The Plaintiffs did not dispute that they received at least minimum wage for all hours they worked, but argued instead that Applebee’s improperly paid employees the tip credit rate when they spent more than twenty percent of their time performing non-tip producing duties. In making this argument, Plaintiffs relied upon the DOL Wage and Hour Division’s Field Operations Handbook (“FOH”), which outlines the DOL’s interpretation of the FLSA regulations. The District Court accepted the Plaintiffs’ argument and deferred to the DOL’s interpretation.

The Eighth Circuit’s Analysis

The Eighth Circuit affirmed the District Court’s decision. In doing so, the Eighth Circuit held that the DOL’s interpretation of its FLSA regulations, as reflected in the FOH, was entitled to controlling deference. In reaching this decision, the Court first looked at the regulations governing tipped employees performing dual jobs. See 29 U.S.C. § 516.28; 29 C.F.R. § 531.56, and concluded that the regulations are ambiguous because they do not explicitly define key terms and concepts, such as when an employee is “engaged” in a tipped occupation. The Eighth Circuit explained that the DOL’s interpretation of these regulations was entitled to controlling deference because it provided specificity to the regulations.

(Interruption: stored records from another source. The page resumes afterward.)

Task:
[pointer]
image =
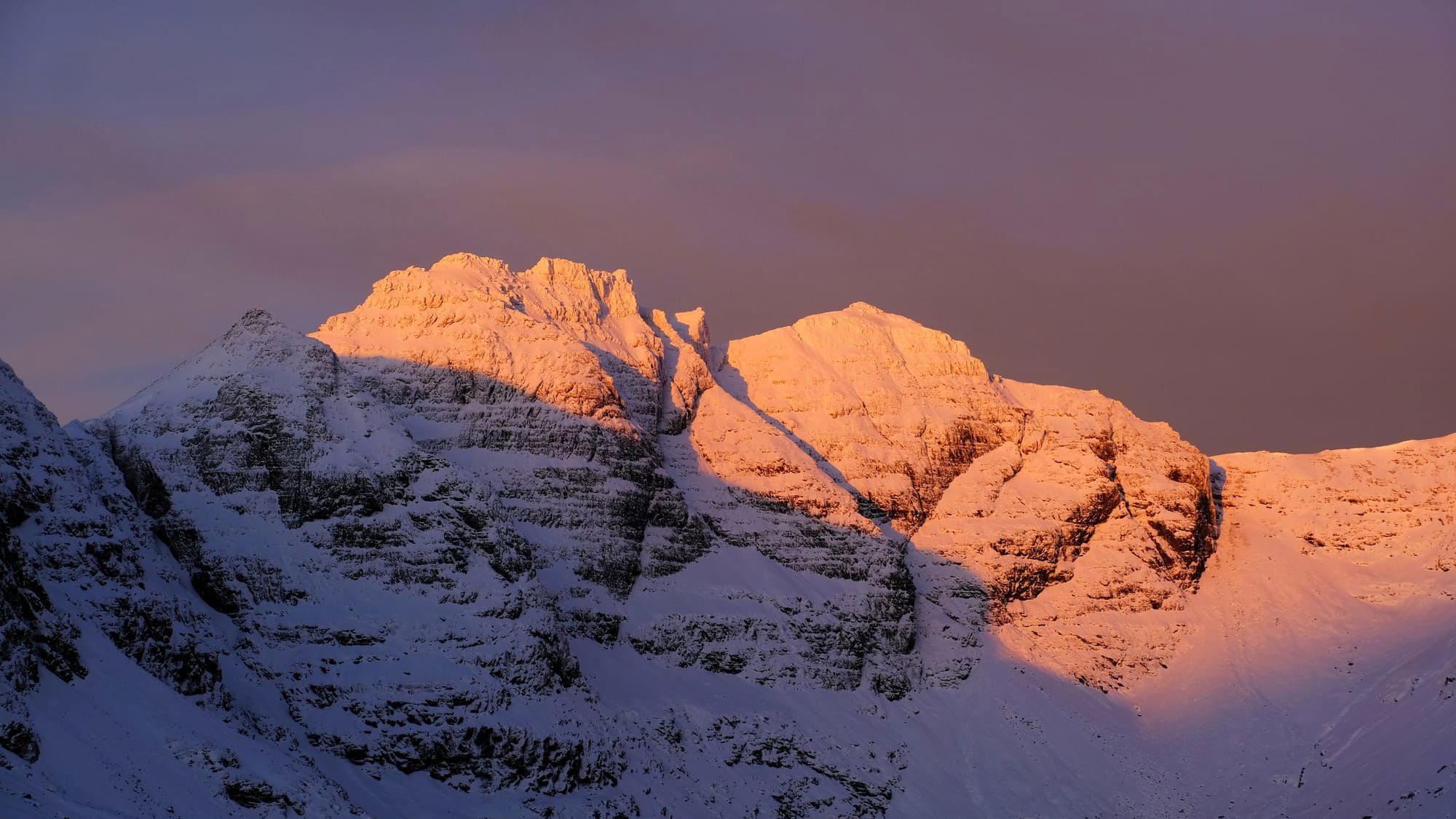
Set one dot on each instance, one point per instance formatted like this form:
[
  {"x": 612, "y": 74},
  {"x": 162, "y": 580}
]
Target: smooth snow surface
[{"x": 506, "y": 544}]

Thus, the Court held that a tipped employee may not spend more than twenty percent of his time on the performance of “general preparation or maintenance” work if the employer applies the tip credit to that employee’s wages. The Eighth Circuit declined, however, to address which duties would be included within this twenty percent limit.

In the Plaintiffs’ cross appeal, the Eighth Circuit also addressed whether the district court properly placed the burden of proof on the Plaintiffs to demonstrate that they worked hours for which they were not properly paid. In affirming this portion of the decision, the Eighth Circuit explained that the tip credit is not contained within the exemptions of the FLSA, and thus, the Plaintiffs bear the initial burden of establishing that they were not properly compensated for all hours worked.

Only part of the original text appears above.